I’m receiving this error when my RDBLoader step runs:

ERROR: Data loading error org.postgresql.util.PSQLException: ERROR: invalid byte sequence for encoding "UTF8": 0x00
  Where: COPY events, line 1
Following steps completed: [Discover,Download]

I’m running PostgreSQL 9.6.6 on AWS RDS.
rdb_loader: 0.14.0
rdb_shredder: 0.13.1
emr etl: 104 stoplesteinan

I see in the Snowplow docs it demonstrates installing PostgreSQL 9.1… is 9.6 compatible? I can’t go any lower than 9.4.7


#2

Hi @caleb_bertsch,

Yes, latest version of PostgreSQL should be supported - we’re using 42.0.0 JDBC Driver, which should be compatible with quite broad range of servers.

This is not something I’ve seen before (though, need to admit - Postgres is not something that we use/test actively).
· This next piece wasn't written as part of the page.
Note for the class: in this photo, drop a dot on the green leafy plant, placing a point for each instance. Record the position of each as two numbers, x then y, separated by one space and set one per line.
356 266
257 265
Is your shredder output gzipped?


#3

Yes, the shredded files are gzipped. Is it normal for there to be many empty shredded files? (see screenshot, the 20 byte objects are empty after decompression)


#4

Thanks @caleb_bertsch. No, empty files are fine, this is an artifact of Spark/Hadoop distribution model.

Just as an experiment can we try to unzip couple of files and run RDB Loader against it? Here’s the default load-statement that we use to load data, just in case:

COPY $tableName FROM STDIN
 WITH CSV ESCAPE E'\x02' QUOTE E'\x01'
 DELIMITER '\t'
 NULL ''

I suspect that there’s nothing in RDB Loader takes gzip output compression into account for Postgres. If this is the case then switching to none output compression should help. Let me know if it works - I’ll submit a bugreport.


#5

Thanks @anton

So yes the manual COPY command with ungzipped data worked.
I see now in another emr-etl config that Redshift is the only database that supports gzip compression. The issue is that stream mode also only supports gzip. So as of right now, would you agree that it’s impossible to use PostgreSQL and stream mode together?


#6

Thanks for update, @caleb_bertsch, I created an issue https://github.com/snowplow/snowplow-rdb-loader/issues/107

If I remember right, it is up to EmrEtlRunner to decide whether RDB Shredder should dump data in gz archive and EmrEtlRunner itself makes this decision based on output_compression setting in config.yml, so whole process should be decoupled from Stream/Batch mode.


#7

I can confirm that turning off gzip compression fixed the issue.

I believe that makes the comment on line #56 here incorrect and should be set to NONE for PostgreSQL.